Pterostylis dubia, commonly known as the blue-tongued greenhood, is a plant in the orchid family Orchidaceae and is endemic to Tasmania. It has a rosette of fleshy leaves at its base and a dark green and white flower with narrow petals and a dark blue-green labellum.

==Description==
Pterostylis dubia, is a terrestrial, perennial, deciduous, herb with an underground tuber. It has a rosette of leaves which are 15-60 mm long, 8-20 mm wide and have a stalk. Flowering plant have a single dark green and white flower 20-26 mm long and 9-12 mm wide is borne on a flowering stem 80-200 mm tall with stalkless stem leaves. The dorsal sepal and petals are joined, forming a hood called the "galea" over the column. The petals are not flared and are similar in length to the dorsal sepal which ends in a point. There is a wide gap at each side of the flower between the galea and the lateral sepals. The lateral sepals are erect and have a tapering tip, 14-22 mm long, only slightly taller than the galea and there is a notch in the bulging sinus between them.
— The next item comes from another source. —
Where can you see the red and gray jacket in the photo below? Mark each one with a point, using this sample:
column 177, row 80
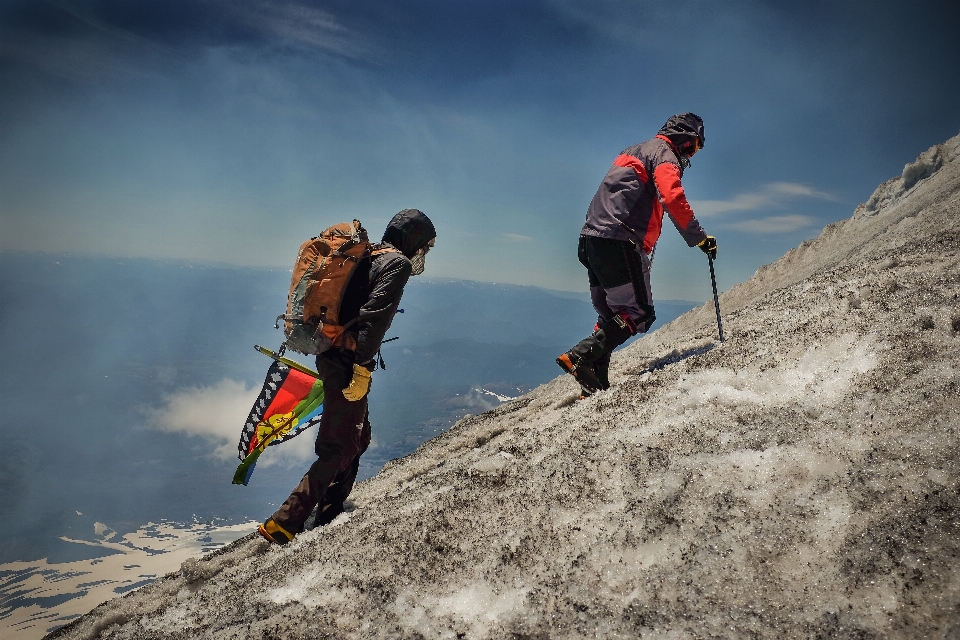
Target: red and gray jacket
column 628, row 206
The labellum is 13-17 mm long, about 3 mm wide, dark bluish-green, curved and protrudes prominently above the sinus. Flowering occurs from November to January.

==Taxonomy and naming==
Pterostylis dubia was first formally described in 1810 by Robert Brown and the description was published in Prodromus Florae Novae Hollandiae et Insulae Van Diemen. The specific epithet (dubia) is a Latin word meaning "wavering", "uncertain" or "doubtful".

==Distribution and habitat==
The blue-tongued greenhood grows in wet forest at altitudes above 500 m in central and southern Tasmania.